例えば、 「6冪と9冪のなかで今の金額に一番近い値を採用し、それを続ける」 という貪欲法を考える。 実はこの貪欲ではテストケースすら突破できない。(確認済み)
貪欲で解ける可能性が低そうなので、次に全探索を考えてみる。 自明な全探索は、log_6(N)ビット6進数とlog_9(N)ビット9進数によるビット全探索だと思われる。 計算量はO(6^{log(N)}9^{log(N)}) これは明らかに間に合わない。(実は少し工夫した全探索による解法が存在するので後述する)
解法
一回引き出したら口座に戻せないという制約上、部分問題に分割することができる。 すなわち、x円を引き出す最小手順がわかっていれば、もう少し大きな金額yに対して、y円を引き出す最小手順がわかる。
このことに気づくのは比較的用意だと思う。 さて、部分問題を精査していく。
私は次に述べる点に気づかなかったため、動的計画法を構築できなかったのだが、具体的な遷移は「1手前」を考えるだけで良い。 私はずっと、6冪と9冪が使えるということは、「6冪と9冪に引っかからないけど6や9の倍数である数」への遷移を毎回考える必要があると思いこんでいた。
つまりは、
dp[x]
を計算するときに、min(dp[x-6]+1, dp[x-12]+2, dp[x-24]+4, ...)

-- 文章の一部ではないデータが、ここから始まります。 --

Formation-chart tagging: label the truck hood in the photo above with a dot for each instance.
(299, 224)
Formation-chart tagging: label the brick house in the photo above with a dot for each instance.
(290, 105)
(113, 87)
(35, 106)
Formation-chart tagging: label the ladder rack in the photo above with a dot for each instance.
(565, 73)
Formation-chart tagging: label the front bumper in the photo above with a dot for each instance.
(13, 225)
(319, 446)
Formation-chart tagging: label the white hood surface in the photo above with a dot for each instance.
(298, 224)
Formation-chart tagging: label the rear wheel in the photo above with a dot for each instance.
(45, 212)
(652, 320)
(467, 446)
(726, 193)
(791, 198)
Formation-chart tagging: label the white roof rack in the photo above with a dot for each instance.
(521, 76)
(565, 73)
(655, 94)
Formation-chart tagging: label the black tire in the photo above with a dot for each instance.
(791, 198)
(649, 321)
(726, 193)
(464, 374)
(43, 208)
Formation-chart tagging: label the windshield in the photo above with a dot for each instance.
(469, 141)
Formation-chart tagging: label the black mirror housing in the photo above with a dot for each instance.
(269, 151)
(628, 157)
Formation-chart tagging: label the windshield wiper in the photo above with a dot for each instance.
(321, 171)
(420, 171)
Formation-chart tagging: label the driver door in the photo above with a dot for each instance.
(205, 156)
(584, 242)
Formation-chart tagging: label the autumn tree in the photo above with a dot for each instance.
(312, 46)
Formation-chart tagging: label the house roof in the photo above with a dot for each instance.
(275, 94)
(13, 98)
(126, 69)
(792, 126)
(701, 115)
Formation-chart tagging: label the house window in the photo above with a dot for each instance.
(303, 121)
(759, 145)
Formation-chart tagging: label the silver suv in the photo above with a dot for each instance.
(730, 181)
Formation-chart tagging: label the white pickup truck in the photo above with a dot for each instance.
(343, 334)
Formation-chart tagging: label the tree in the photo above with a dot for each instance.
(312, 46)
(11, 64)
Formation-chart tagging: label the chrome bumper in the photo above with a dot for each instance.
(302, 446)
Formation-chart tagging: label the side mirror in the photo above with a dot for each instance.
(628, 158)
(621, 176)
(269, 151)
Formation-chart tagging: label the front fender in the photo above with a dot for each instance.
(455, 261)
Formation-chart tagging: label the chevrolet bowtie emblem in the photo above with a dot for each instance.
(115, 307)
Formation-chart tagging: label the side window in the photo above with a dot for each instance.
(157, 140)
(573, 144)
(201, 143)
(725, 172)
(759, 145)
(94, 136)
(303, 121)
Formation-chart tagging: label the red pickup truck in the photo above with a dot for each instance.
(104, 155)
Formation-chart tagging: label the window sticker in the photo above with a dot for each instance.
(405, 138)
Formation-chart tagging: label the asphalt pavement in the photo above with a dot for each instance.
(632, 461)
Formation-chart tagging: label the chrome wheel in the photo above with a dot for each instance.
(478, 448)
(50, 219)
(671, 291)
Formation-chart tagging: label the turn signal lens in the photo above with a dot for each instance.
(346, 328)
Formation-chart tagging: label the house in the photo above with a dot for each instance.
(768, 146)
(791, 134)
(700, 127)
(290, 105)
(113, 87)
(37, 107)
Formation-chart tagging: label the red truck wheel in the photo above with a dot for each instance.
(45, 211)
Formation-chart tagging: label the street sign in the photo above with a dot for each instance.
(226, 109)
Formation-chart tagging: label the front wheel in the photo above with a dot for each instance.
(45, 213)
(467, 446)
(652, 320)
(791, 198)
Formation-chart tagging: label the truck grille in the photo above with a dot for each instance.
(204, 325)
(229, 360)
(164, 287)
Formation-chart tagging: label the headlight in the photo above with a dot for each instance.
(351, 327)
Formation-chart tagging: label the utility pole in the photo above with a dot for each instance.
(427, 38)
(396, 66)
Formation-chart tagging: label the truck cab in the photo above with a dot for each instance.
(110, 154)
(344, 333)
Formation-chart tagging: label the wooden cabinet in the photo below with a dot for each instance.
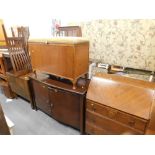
(20, 85)
(57, 98)
(119, 105)
(65, 106)
(63, 57)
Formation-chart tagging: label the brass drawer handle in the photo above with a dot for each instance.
(132, 123)
(43, 86)
(52, 105)
(53, 89)
(92, 105)
(112, 114)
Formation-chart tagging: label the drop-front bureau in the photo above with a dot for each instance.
(57, 98)
(66, 57)
(120, 105)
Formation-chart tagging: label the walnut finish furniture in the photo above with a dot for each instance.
(74, 31)
(120, 105)
(63, 57)
(4, 129)
(57, 98)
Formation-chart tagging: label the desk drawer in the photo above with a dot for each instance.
(99, 124)
(118, 116)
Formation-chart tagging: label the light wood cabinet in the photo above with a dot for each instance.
(63, 57)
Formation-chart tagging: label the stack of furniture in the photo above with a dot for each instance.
(59, 85)
(120, 105)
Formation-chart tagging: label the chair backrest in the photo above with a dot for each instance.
(74, 31)
(19, 58)
(3, 36)
(22, 32)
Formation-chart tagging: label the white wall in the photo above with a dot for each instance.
(38, 14)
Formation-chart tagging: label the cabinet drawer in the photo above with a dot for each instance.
(118, 116)
(107, 126)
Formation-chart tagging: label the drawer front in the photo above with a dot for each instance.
(118, 116)
(98, 124)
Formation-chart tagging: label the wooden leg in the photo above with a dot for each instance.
(86, 76)
(74, 84)
(34, 71)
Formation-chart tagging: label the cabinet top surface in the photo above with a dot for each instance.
(59, 83)
(129, 95)
(60, 40)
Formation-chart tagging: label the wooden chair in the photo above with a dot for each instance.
(19, 57)
(22, 32)
(74, 31)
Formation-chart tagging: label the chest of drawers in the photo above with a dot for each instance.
(119, 105)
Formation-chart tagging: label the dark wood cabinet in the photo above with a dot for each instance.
(120, 105)
(63, 57)
(57, 98)
(65, 106)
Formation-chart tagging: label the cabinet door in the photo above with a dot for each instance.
(65, 107)
(41, 97)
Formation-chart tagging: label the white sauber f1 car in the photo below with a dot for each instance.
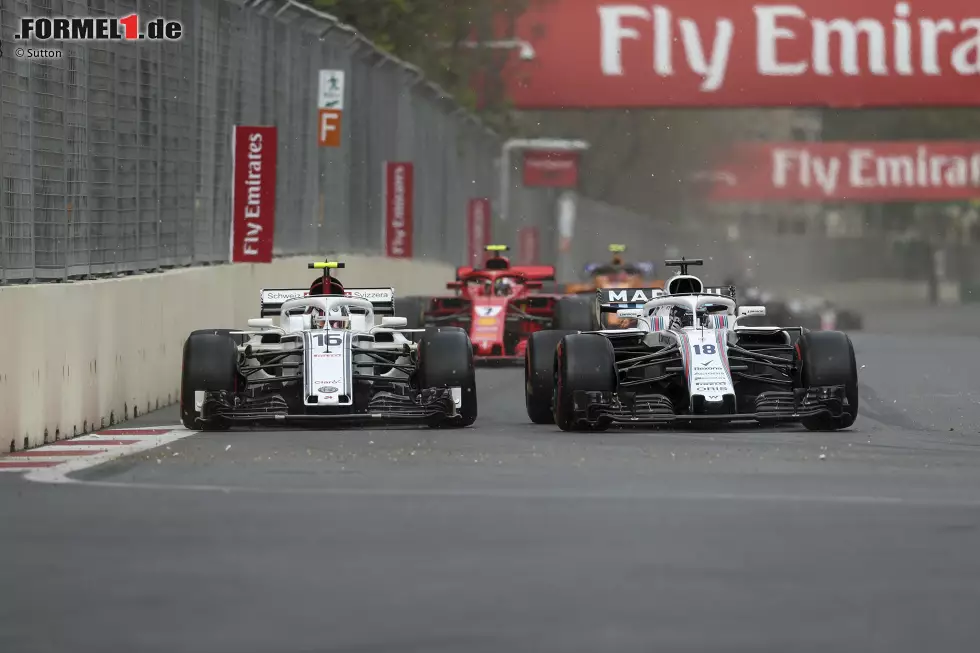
(340, 357)
(688, 360)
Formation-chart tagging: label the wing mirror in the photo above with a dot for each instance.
(747, 311)
(630, 313)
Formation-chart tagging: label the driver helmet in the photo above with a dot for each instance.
(503, 287)
(339, 317)
(681, 316)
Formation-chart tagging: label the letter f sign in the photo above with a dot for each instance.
(328, 128)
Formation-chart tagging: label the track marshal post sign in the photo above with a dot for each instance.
(330, 108)
(253, 221)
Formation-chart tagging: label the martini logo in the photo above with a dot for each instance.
(632, 296)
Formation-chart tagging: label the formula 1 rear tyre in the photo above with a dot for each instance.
(828, 359)
(539, 375)
(446, 361)
(583, 361)
(210, 362)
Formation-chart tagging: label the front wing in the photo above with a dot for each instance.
(632, 409)
(397, 404)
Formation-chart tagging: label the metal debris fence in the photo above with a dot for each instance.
(116, 156)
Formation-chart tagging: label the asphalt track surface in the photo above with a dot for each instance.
(508, 537)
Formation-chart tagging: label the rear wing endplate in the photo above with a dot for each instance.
(610, 300)
(272, 299)
(724, 291)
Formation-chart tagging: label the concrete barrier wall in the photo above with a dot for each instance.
(79, 356)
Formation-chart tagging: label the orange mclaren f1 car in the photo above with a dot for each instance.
(615, 274)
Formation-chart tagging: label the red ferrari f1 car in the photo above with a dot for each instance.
(500, 306)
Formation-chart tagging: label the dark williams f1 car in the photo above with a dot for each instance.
(690, 361)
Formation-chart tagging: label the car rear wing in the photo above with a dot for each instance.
(724, 291)
(531, 272)
(610, 300)
(272, 299)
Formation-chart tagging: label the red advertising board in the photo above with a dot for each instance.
(550, 169)
(253, 220)
(398, 208)
(849, 171)
(527, 240)
(727, 53)
(478, 223)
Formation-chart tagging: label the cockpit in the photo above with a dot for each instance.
(487, 286)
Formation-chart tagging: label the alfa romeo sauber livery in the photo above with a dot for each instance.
(689, 360)
(327, 354)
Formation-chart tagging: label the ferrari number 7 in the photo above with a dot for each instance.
(327, 340)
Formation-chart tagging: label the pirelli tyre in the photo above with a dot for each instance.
(446, 361)
(539, 375)
(583, 361)
(828, 359)
(210, 363)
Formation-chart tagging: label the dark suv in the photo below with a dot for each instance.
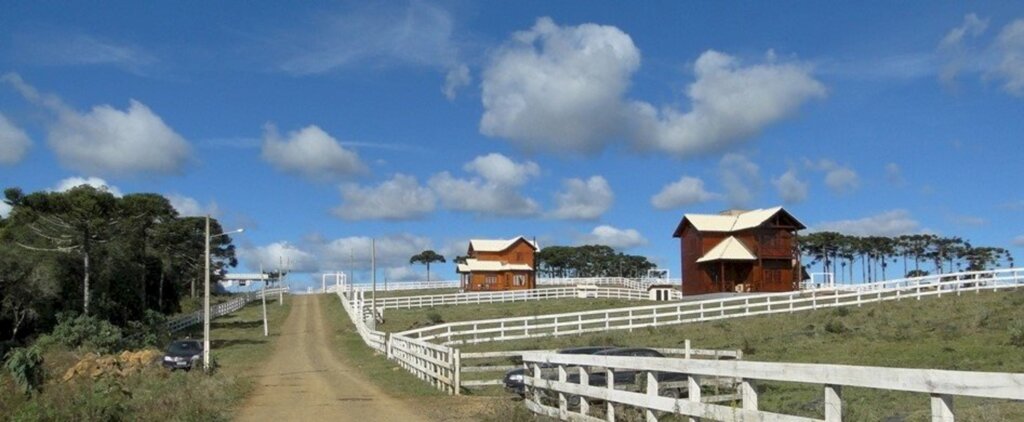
(513, 378)
(182, 354)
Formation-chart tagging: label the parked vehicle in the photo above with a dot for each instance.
(182, 354)
(513, 378)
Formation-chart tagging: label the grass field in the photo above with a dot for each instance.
(155, 393)
(401, 320)
(983, 332)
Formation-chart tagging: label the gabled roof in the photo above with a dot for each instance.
(476, 265)
(729, 249)
(733, 221)
(498, 245)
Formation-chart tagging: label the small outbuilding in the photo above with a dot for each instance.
(739, 251)
(499, 264)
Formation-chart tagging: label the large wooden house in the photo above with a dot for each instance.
(499, 264)
(739, 251)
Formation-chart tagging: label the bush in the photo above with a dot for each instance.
(26, 367)
(87, 333)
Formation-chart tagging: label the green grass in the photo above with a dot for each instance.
(401, 320)
(384, 373)
(156, 394)
(967, 333)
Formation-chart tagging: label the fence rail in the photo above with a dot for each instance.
(695, 311)
(941, 385)
(219, 309)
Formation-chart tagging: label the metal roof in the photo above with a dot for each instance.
(474, 265)
(729, 249)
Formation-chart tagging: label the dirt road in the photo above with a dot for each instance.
(304, 381)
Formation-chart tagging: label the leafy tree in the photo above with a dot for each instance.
(426, 257)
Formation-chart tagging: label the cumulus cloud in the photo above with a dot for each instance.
(98, 183)
(108, 140)
(584, 200)
(953, 46)
(894, 222)
(1010, 45)
(493, 192)
(840, 179)
(272, 255)
(741, 179)
(559, 88)
(401, 198)
(791, 187)
(562, 88)
(393, 250)
(615, 238)
(686, 191)
(729, 102)
(13, 141)
(310, 153)
(189, 207)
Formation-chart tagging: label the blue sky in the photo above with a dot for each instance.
(424, 124)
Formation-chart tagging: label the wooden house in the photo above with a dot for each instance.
(739, 251)
(499, 264)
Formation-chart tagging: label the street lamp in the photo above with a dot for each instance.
(206, 297)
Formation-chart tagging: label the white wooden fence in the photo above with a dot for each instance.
(219, 309)
(704, 310)
(941, 385)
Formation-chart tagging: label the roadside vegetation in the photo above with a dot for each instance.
(136, 392)
(973, 332)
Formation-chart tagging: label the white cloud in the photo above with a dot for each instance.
(562, 88)
(494, 193)
(583, 199)
(740, 177)
(107, 140)
(953, 48)
(13, 141)
(500, 169)
(456, 79)
(1011, 49)
(729, 102)
(840, 179)
(892, 222)
(189, 207)
(615, 238)
(401, 198)
(791, 187)
(392, 251)
(686, 191)
(310, 153)
(559, 88)
(70, 182)
(279, 253)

というようなことをしなければだめだと思っていたということだ。
しかし実際は、dp[x-12]
やdp[x-24]
の値はdp[x]
に到着する前に計算されており、更にそれを織り込み済みでdp[x-6]
が計算されている。
つまり、遷移のときに気にする必要があるのは1回で引き出せる金額の更新だけなのである。
結論として、
dp[x] = min(dp[x-diff]) (diff := {x | a <- N, 6^a, 9^a}, k < 0 (dp[k] = infinity), dp[0] = 0)
という遷移で計算可能である。 ある金額xに対して、高々logN通りの更新候補が存在するため、計算量はO(NlogN)で抑えられる。
また、全探索でも解くことができる。 「任意の引き出し方は、6進数成分と9進数成分に分解できる」 という事実を用いると、引き出す金額を2つに分割して、6進数/9進数表現に直したときのビットの総和が候補値になる。
分割の全探索がO(N)、各ケースO(logN)でx進数に変換できるから結局O(NlogN)で解くことができる。 上で述べた自明な全探索よりも少し工夫が入っている。
どちらが難しい解法かと言われると微妙だが、個人的には部分問題に分けるほうが自然かなと感じる。
追記
上の遷移式におけるN
は、自然数全体の集合です。また、<-は集合の元であることを示す記号です。